Recently, I completed a new book, “Clockwork: Design Your Business to Run Itself,” by Mike Michalowicz, that really helped me pull my own thoughts and recommendations together for the beleaguered business owners I try to help. Mike uses his own experience as a recovering workaholic building two multimillion-dollar companies to net out seven steps in his transformation.

I’ll paraphrase his key points here, based on my own experience in large and small businesses, and input from the entrepreneurs I have worked with over the years:

  1. Track where your time is actually being spent today. As business owners, you all have to balance getting work done (doing), making decisions (deciding), managing people (delegating), and constant improvement (designing). Only then can you start to adjust your time and your company to let it run without your constant involvement.

    For example, I was on the Advisory Board of a small company whose founder was killing his health through overwork, even though he felt high focused. After some honest tracking efforts, he realized that he was still involved in every detail of daily activities.

  2. Identify a single key function to your company’s success. Within every company there exists a core function that embodies the uniqueness and value that you bring to the table. It is where your offering meets the best talents of you and your team. Make sure you focus your design efforts on this area, and delegate or cut time spent on all the rest.

  3. Empower the team to ensure your core function is fulfilled. In a highly efficient business, everyone knows that the core function is always the priority, and controls are in place so that the people and resources who serve it are protected. Also you need to make sure that highly skilled key people are not diluted by unfulfilling routine work.

    For example, I once worked for a company whose core competency was computer hardware. Someone decided to initiate a software arm to grow the business, so key executives and skilled resources were re-allocated to start a software project. The result was a big hit to the hardware business, as well as an unsuccessful software business.

  4. Document required systems for repeatability without you.
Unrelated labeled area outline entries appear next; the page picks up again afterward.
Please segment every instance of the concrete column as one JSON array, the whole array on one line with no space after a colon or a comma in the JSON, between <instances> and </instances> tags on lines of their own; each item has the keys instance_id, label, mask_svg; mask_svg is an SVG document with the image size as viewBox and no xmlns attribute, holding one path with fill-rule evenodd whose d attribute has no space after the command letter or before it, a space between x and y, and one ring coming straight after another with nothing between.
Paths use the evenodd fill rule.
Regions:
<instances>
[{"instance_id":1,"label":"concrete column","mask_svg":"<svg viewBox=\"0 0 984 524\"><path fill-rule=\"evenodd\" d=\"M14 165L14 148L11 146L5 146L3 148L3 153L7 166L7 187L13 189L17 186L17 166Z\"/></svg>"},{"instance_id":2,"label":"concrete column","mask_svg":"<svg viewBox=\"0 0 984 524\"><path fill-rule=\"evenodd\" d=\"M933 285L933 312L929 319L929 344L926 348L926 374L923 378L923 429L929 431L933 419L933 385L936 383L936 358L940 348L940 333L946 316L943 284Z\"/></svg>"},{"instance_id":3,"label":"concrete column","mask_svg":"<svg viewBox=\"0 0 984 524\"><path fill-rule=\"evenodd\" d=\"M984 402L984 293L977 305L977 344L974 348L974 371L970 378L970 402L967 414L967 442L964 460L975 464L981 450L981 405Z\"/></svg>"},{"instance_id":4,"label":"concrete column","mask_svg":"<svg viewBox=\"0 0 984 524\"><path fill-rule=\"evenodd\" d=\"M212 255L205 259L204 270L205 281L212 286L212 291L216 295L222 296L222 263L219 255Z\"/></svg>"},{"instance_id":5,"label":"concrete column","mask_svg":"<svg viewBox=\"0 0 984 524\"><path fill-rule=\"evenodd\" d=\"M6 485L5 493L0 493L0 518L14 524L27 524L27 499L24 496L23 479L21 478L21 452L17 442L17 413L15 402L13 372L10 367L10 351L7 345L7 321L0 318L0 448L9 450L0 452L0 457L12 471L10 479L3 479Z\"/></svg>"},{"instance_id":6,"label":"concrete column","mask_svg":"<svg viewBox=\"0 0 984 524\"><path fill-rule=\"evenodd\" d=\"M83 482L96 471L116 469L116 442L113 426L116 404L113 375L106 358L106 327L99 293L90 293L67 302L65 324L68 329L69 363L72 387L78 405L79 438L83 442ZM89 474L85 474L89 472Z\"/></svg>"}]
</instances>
Each of us as a team member or entrepreneur has our way of executing various tasks, but often these get left undocumented and non-transferrable without our continuous involvement. It’s easier to use screen-captures and notes on existing processes, rather than write detailed manuals.
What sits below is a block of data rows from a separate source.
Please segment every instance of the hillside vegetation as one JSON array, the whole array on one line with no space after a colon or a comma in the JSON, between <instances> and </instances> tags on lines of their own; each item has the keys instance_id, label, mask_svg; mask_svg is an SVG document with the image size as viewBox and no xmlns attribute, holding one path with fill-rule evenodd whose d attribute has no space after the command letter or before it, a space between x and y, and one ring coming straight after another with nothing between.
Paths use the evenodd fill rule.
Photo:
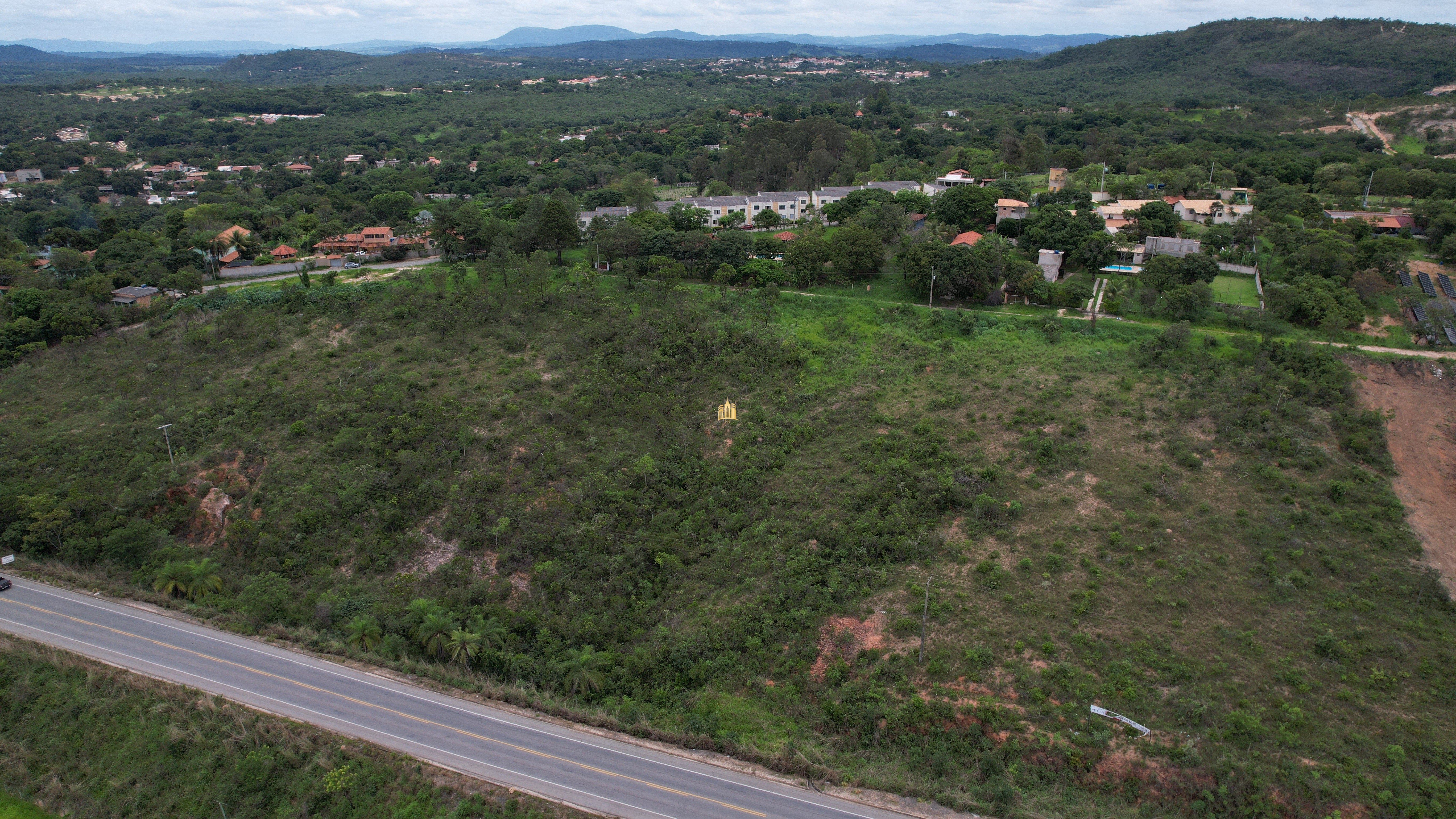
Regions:
<instances>
[{"instance_id":1,"label":"hillside vegetation","mask_svg":"<svg viewBox=\"0 0 1456 819\"><path fill-rule=\"evenodd\" d=\"M1452 815L1456 612L1328 351L431 271L4 370L4 545L961 809Z\"/></svg>"}]
</instances>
  5. Adjust roles and shift resources for optimal performance. To get maximum business autonomy, you need to match the inherent strength traits of employees to key jobs, always adjusting for market change and people growth. Have the right people do the right things at the right time. Use mentoring to help people develop as your business develops.

    In one of my own positions as an executive in IBM, I found that putting a high-potential employee on my own staff for a few weeks was more effective, both short-term and long-term, in gaining me some work relief than any training class I could imagine.
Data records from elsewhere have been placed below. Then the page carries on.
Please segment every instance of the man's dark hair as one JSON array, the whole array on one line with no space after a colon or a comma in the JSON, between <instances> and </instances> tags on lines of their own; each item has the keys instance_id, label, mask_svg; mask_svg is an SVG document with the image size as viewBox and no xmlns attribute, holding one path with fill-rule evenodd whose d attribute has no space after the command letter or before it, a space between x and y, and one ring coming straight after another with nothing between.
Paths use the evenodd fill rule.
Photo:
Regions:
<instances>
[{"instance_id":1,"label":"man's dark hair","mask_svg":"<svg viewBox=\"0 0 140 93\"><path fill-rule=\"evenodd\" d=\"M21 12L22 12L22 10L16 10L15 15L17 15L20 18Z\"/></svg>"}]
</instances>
  6. Focus on satisfying your ideal and best customers. The more services you provide to a wider mix of customers, the more variability you have, and the harder it becomes to provide extraordinary and consistent services. Make sure your team knows that all customers are not the same, and how to provide memorable experiences to the key set.

  7. Free yourself from the need to always be at work. Your ideal business is one that delivers consistent results, including growth goals, without your active involvement. The final step is to create a business “dashboard” that enables you, and everyone else there, to stay on top of the business from anywhere.

The final big hurdle to overcome is you. I find that many entrepreneurs can’t get over their ego, or their fears, that the business can’t operate without them. Some are just stuck. Let me assure you that your best path to business success, as well as your personal satisfaction, is to work on making your business work without you, rather than working harder on the business.